本当のこと


         本当のことを言う


8日の「声欄」にこんな記事が載っていた。(朝日新聞
投書の主は、青森の75歳の人だった。


「いきなり、『この戦争は勝つと思うか』と担任に問われた。
私はとっさに、『はい、勝ちます』と答えた。
30代半ばの担任は、『どうして勝つと思うのか』と、重ねて問われた。
中学校の入試に備えて勉強に励んでいた私は、自信をもって、
『なぜなら、この戦争は聖戦だからであります』と、
胸張って返事した。
担任はじっと私を見つめてから、
『何が聖戦だ。日本の軍隊が中国大陸で何をしたか、お前は知っていないだろう』
と言われた。
私は度肝を抜かれた。
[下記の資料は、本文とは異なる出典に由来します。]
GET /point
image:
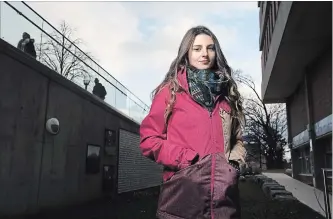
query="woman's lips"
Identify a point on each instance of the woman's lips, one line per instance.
(204, 62)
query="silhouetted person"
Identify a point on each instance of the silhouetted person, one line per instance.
(99, 90)
(30, 48)
(27, 45)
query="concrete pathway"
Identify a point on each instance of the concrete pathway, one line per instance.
(303, 192)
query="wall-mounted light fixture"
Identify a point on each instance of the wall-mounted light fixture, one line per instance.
(52, 126)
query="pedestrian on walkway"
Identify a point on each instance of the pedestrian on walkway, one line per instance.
(99, 89)
(194, 131)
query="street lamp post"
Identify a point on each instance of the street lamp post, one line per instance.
(86, 81)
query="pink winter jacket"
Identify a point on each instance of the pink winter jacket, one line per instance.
(192, 132)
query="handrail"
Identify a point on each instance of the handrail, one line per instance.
(143, 106)
(80, 50)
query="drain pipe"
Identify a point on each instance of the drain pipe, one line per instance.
(310, 126)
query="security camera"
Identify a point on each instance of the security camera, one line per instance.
(52, 126)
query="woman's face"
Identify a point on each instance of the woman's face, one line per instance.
(202, 54)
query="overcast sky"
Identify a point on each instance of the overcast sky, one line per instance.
(136, 41)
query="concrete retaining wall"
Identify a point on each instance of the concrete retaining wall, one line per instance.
(39, 170)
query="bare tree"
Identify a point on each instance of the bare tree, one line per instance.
(57, 57)
(266, 124)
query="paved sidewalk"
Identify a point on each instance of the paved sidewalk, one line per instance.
(303, 192)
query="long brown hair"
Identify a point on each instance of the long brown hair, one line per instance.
(231, 92)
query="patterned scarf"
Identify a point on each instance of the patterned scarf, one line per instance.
(204, 85)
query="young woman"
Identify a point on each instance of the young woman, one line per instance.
(193, 129)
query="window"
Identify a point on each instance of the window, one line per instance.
(304, 159)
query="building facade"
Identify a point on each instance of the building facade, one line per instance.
(296, 45)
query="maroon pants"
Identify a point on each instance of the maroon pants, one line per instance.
(207, 189)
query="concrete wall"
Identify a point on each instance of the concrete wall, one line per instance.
(321, 94)
(38, 170)
(297, 111)
(321, 86)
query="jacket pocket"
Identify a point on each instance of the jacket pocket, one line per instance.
(187, 193)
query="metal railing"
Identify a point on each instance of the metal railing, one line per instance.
(19, 17)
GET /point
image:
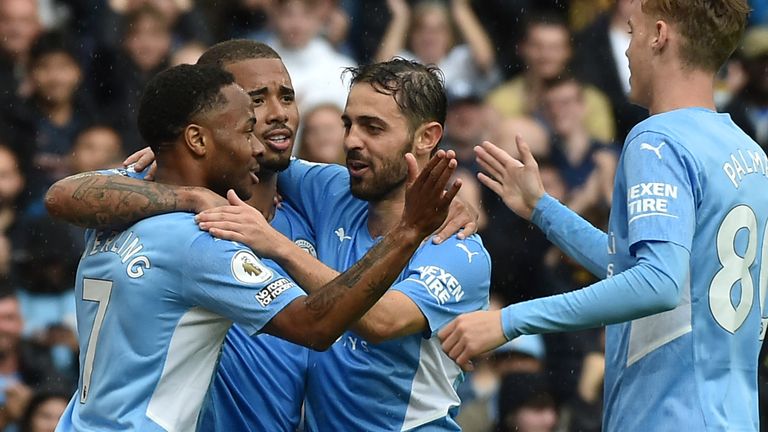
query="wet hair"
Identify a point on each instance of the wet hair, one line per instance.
(416, 88)
(236, 50)
(175, 96)
(711, 29)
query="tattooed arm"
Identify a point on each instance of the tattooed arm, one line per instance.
(95, 200)
(319, 319)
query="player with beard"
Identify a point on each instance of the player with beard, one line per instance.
(388, 372)
(165, 278)
(242, 396)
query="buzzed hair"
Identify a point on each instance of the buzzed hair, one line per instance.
(711, 29)
(174, 97)
(236, 50)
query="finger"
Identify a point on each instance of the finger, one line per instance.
(227, 235)
(234, 199)
(447, 173)
(525, 151)
(500, 155)
(451, 193)
(489, 165)
(413, 168)
(490, 183)
(468, 230)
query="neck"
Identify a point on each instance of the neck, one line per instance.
(176, 167)
(263, 195)
(385, 213)
(678, 88)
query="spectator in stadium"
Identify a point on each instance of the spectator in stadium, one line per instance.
(43, 412)
(526, 404)
(425, 33)
(467, 123)
(599, 60)
(546, 51)
(25, 366)
(586, 164)
(60, 109)
(96, 147)
(749, 109)
(322, 136)
(119, 75)
(314, 64)
(19, 27)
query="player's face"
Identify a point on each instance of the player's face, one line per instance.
(269, 85)
(639, 55)
(232, 159)
(377, 136)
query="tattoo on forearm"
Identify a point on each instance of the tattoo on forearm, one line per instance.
(115, 201)
(374, 283)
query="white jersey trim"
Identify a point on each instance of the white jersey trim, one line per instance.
(192, 356)
(649, 333)
(432, 391)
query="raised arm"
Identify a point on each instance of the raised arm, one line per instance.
(474, 34)
(100, 200)
(319, 319)
(397, 30)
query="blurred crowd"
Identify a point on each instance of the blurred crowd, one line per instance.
(72, 71)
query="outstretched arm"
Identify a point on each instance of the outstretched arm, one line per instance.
(98, 200)
(318, 320)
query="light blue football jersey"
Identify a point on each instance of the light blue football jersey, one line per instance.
(693, 178)
(402, 384)
(154, 303)
(259, 384)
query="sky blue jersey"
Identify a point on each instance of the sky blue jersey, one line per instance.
(259, 384)
(691, 177)
(401, 384)
(154, 303)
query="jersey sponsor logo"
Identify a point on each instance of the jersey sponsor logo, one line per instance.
(342, 236)
(656, 150)
(466, 250)
(306, 246)
(650, 199)
(440, 284)
(247, 269)
(272, 291)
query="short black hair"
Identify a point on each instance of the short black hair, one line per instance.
(54, 42)
(235, 50)
(175, 96)
(417, 89)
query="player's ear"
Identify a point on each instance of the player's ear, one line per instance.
(196, 137)
(661, 36)
(426, 138)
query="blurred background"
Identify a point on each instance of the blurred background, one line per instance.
(554, 71)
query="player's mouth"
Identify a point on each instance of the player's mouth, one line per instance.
(356, 168)
(278, 139)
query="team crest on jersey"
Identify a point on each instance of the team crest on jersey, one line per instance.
(306, 246)
(246, 268)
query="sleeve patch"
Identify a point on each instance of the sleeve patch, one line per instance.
(247, 269)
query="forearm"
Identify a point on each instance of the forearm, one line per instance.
(343, 301)
(573, 235)
(652, 286)
(94, 200)
(478, 41)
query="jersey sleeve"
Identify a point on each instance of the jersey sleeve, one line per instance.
(228, 279)
(447, 280)
(661, 184)
(312, 188)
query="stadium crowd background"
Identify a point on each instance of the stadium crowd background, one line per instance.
(71, 72)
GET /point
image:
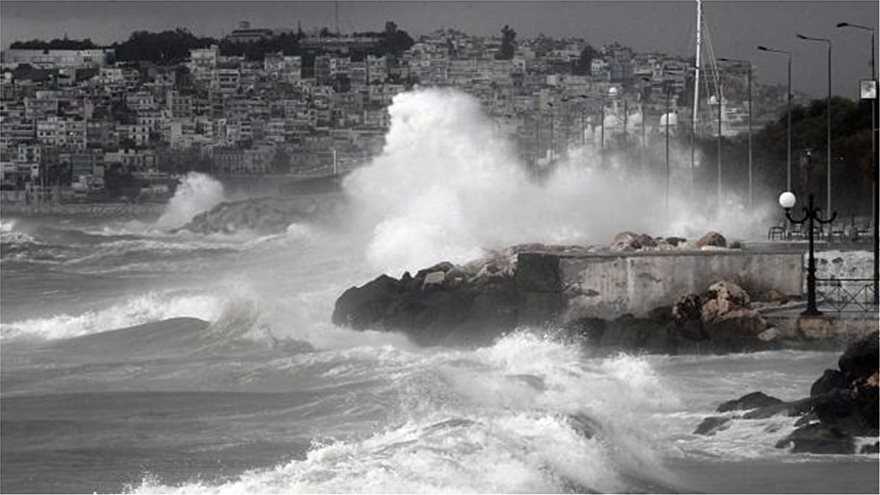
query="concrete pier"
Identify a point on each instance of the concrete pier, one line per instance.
(559, 288)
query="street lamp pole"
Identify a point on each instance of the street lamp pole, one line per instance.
(875, 140)
(668, 111)
(602, 136)
(828, 121)
(811, 214)
(787, 111)
(719, 143)
(749, 85)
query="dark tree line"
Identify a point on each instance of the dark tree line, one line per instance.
(55, 44)
(173, 46)
(163, 47)
(851, 167)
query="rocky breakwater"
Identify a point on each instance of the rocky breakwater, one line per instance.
(476, 302)
(842, 407)
(263, 215)
(721, 319)
(443, 304)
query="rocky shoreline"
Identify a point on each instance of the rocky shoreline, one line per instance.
(474, 303)
(842, 406)
(267, 215)
(92, 210)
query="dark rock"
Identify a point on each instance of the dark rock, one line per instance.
(753, 400)
(860, 358)
(663, 314)
(829, 381)
(806, 419)
(584, 425)
(737, 330)
(818, 438)
(590, 329)
(630, 241)
(833, 406)
(712, 425)
(626, 241)
(443, 266)
(629, 333)
(870, 449)
(712, 239)
(687, 316)
(772, 296)
(866, 400)
(362, 307)
(537, 272)
(730, 292)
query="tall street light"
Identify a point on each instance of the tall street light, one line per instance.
(748, 64)
(828, 121)
(668, 118)
(811, 216)
(874, 142)
(718, 101)
(787, 111)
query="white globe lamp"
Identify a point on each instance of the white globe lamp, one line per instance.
(787, 200)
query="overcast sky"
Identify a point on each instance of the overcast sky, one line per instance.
(735, 27)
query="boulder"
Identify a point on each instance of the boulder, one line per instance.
(753, 400)
(362, 307)
(737, 330)
(630, 241)
(772, 296)
(713, 239)
(769, 335)
(686, 315)
(675, 241)
(712, 425)
(829, 381)
(860, 358)
(818, 438)
(433, 280)
(731, 293)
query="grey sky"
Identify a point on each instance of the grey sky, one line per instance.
(735, 27)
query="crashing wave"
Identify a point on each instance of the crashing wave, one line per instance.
(262, 215)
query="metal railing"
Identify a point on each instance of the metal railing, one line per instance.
(850, 295)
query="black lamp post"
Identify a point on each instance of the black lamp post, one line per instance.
(828, 119)
(811, 214)
(875, 123)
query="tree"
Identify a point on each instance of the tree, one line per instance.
(508, 44)
(163, 47)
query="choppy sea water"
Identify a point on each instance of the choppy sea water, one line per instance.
(158, 362)
(134, 359)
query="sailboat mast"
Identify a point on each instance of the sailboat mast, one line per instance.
(695, 113)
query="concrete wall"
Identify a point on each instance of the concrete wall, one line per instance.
(560, 288)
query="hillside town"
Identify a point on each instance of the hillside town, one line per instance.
(85, 123)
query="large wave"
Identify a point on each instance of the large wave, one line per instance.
(197, 193)
(528, 414)
(145, 308)
(446, 186)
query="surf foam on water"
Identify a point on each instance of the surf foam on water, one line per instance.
(447, 187)
(142, 309)
(196, 194)
(519, 416)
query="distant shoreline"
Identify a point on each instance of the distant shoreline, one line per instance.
(83, 209)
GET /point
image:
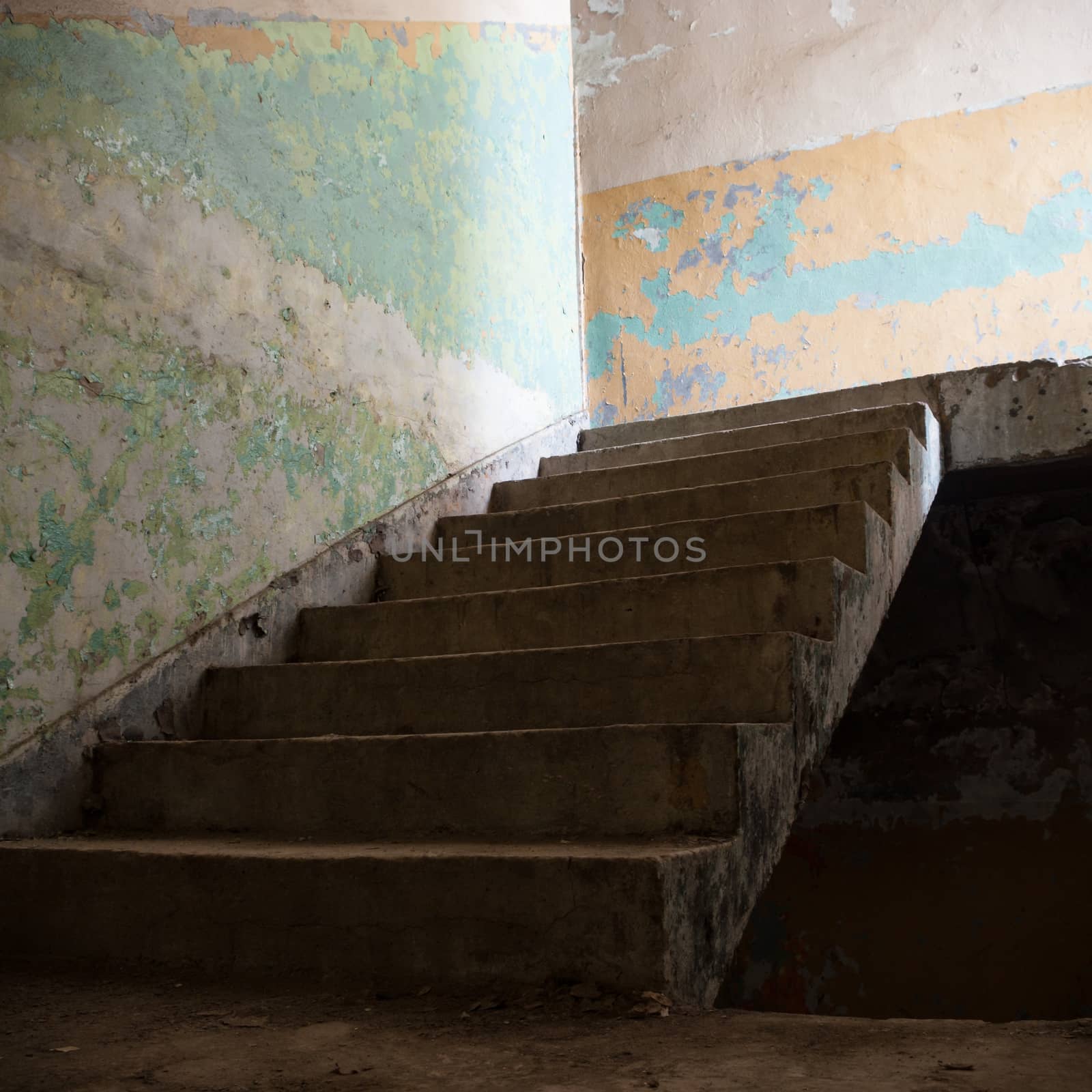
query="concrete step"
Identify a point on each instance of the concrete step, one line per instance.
(801, 597)
(394, 915)
(877, 485)
(891, 446)
(910, 415)
(775, 412)
(753, 678)
(841, 531)
(622, 780)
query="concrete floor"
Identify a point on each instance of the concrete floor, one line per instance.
(185, 1033)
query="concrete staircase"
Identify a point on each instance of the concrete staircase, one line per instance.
(556, 766)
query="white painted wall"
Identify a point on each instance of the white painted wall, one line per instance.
(670, 85)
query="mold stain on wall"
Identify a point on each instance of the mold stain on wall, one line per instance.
(259, 284)
(946, 244)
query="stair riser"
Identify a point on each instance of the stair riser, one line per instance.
(875, 485)
(911, 415)
(794, 535)
(775, 412)
(891, 446)
(392, 923)
(795, 597)
(715, 680)
(625, 780)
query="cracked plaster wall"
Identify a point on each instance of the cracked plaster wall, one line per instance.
(262, 278)
(778, 203)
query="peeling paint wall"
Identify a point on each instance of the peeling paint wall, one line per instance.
(939, 867)
(261, 280)
(781, 201)
(946, 244)
(671, 85)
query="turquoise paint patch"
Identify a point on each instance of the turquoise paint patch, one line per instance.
(649, 221)
(984, 257)
(442, 191)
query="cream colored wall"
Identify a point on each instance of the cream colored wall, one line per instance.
(788, 199)
(669, 85)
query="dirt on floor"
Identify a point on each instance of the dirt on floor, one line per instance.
(74, 1032)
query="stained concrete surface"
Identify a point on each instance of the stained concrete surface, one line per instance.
(940, 866)
(182, 1035)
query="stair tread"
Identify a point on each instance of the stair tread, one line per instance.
(890, 444)
(786, 635)
(250, 846)
(757, 414)
(818, 562)
(849, 416)
(440, 738)
(584, 506)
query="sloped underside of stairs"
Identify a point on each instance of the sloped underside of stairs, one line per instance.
(534, 757)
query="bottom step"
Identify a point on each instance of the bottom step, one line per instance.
(633, 915)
」


そうして先生はこう語ったという。
「この戦争は必ず負ける。
中学校へ行けば、前線で弾よけにされるだけだ。
工業学校へ入って、何か技術を持てば後方勤務になると思う。
そのうち戦争は終わる。
生き残れば新しい国のためにお前らの進む道が開けることになる」
と。


その先生は、その後召集を受け戦地に行かれたが、戦後無事に帰還されたという。
こういう教師がいたのだ。命がけの発言である。
投書の主もその後教師になった。


『昭和万葉集 巻六』(講談社)に、
戦時中に作られた歌が収録されている。


  たたかひはいかにならめと問ふ父に勝てじと答へば父いかりける
                        (大和勇三)

戦争はどうなるだろうと父は尋ねた。勝てないだろうと答えると父は怒った。
負け戦であると感じていても、「勝つ」と信じ、士気を鼓舞しなければならなかったその時代、
戦争批判は口が裂けても言えなかった時代だった。


  国民の無智なるひとりわれもまたへたな踊りををどらされたり
                        (石川武美)
 
「無智」であり、「無知」でもあった。事実を知ることから遠ざけられ、状況から判断して知恵を発揮することもなかなかできなかった。


子を戦地に送った母の歌がある。


  地に伏してただに祈らむ生還を母のこころとくみ給へかし
                            (平林英子)

生きて帰ってきてください、それが母の本心だと汲み取ってください。
その本心も抑えねばならなかった。


山田宗睦が同『昭和万葉集 巻六』(講談社)に、「ある哲学学徒の戦中体験」を書いている。
山田は京都帝国大学の学生だった。
昭和18年、学徒出陣が始まり、昭和19年2月に、繰上げの卒業のお別れ会があった。
教授たちがはなむけの言葉を学生たちに送る。


「学生を兵役におくるにあたって、高島善哉教授は、『生きてかえれ』と言った。務台理作は、『不惜身命、但惜身命』と書いた。
‥‥このころ言葉の含意、かくれた意味を、巧みに通じあわす能力がきたえられた。
戦後、『奴隷の言葉』と言われもしたが、言葉のニュアンスを読みわけ、ききわける、わざのようなものができた。」


山田は、昭和16年の真珠湾攻撃によってアメリカとの戦争が始まったときのことも、書いている。
彼は、旧制水戸高校の学生だった。
その日、一時間目は国文学の授業だった。
教授の中村雲耕が教室に入ってきて、出欠をとる間も、
興奮した学生たちは、開戦のニュースについてがやがやと話していた。
出欠をとりおえた中村は、正面を向き、
「こういう時こそ、平素の教養がものをいう」
とだけ言って、戦争の話はまったくなく、なにごともなかったかのように、
万葉集の評釈を始めた。
学生たちは、水を打ったように静まり返った。